Using the party as a route to marriage, etc, simply acquiesces to the existing status quo Good Life.

If a member of your team is productive, and efficient, and creating the results that the team needs to find success, as their leader it is not only your job to allow them to pursue their own vision of the Good Life, but to defend that vision against other members of the team, and even other people within your organization.

The reason this is more important for remote teams than for geographically co-located teams lies in the trust remote teams need in order to be performant. Working without daily schedules or shared office space means that, as a leader, you have to trust your team explicitly, and believe that they’re making the best choices for themselves and for the organization.

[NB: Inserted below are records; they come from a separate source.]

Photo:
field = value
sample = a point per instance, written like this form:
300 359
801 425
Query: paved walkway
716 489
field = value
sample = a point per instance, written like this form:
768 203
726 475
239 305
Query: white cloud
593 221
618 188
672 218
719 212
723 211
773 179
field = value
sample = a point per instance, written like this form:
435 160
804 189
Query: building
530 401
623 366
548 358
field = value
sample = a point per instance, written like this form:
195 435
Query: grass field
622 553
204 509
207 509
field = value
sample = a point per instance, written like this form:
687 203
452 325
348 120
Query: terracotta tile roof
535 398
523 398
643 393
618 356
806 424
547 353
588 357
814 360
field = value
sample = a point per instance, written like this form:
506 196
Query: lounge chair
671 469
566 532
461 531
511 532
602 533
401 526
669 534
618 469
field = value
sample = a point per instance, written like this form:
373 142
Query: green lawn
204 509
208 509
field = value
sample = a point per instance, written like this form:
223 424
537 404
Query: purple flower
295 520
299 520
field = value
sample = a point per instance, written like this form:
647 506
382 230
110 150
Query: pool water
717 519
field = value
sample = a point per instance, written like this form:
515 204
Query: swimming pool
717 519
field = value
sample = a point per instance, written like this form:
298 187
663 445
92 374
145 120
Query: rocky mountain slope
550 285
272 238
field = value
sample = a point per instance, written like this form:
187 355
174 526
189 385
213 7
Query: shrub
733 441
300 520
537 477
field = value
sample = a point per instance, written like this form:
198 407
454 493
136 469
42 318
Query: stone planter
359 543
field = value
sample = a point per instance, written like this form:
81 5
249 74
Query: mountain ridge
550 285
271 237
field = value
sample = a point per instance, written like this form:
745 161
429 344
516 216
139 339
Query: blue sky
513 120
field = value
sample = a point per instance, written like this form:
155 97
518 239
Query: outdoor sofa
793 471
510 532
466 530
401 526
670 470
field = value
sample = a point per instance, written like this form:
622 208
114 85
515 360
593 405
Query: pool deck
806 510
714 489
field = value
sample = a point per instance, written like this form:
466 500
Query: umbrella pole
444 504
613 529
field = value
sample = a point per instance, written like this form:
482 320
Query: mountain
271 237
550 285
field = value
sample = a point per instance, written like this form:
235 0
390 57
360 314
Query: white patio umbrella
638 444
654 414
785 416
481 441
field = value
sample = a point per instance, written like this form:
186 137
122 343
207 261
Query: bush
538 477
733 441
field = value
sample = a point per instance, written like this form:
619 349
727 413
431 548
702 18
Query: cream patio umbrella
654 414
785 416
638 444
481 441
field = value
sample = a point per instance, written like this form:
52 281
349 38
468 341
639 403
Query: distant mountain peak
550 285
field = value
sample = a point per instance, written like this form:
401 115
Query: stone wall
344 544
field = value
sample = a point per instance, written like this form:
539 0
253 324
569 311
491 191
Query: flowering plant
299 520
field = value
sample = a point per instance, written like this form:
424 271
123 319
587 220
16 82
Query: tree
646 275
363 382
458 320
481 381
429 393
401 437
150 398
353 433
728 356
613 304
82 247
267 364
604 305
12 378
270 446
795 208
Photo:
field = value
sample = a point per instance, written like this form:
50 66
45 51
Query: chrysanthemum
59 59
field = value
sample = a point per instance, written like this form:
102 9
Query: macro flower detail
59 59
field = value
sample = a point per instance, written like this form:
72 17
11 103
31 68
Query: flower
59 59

The pursuit of the Good Life has to be included in that trust. In a remote environment especially, knowing that you respect their choices and will stand up for them is a big piece of serving your team well.

I don’t have a great call to action on this one. It’s hard to step outside of my own idea of the Good Life. I’m starting to see things more clearly now, and I hope that you’ll think on this too, and try to recognize when you’re unintentionally bringing in your own idea of the Good Life in a way that’s reducing the Good Life of others.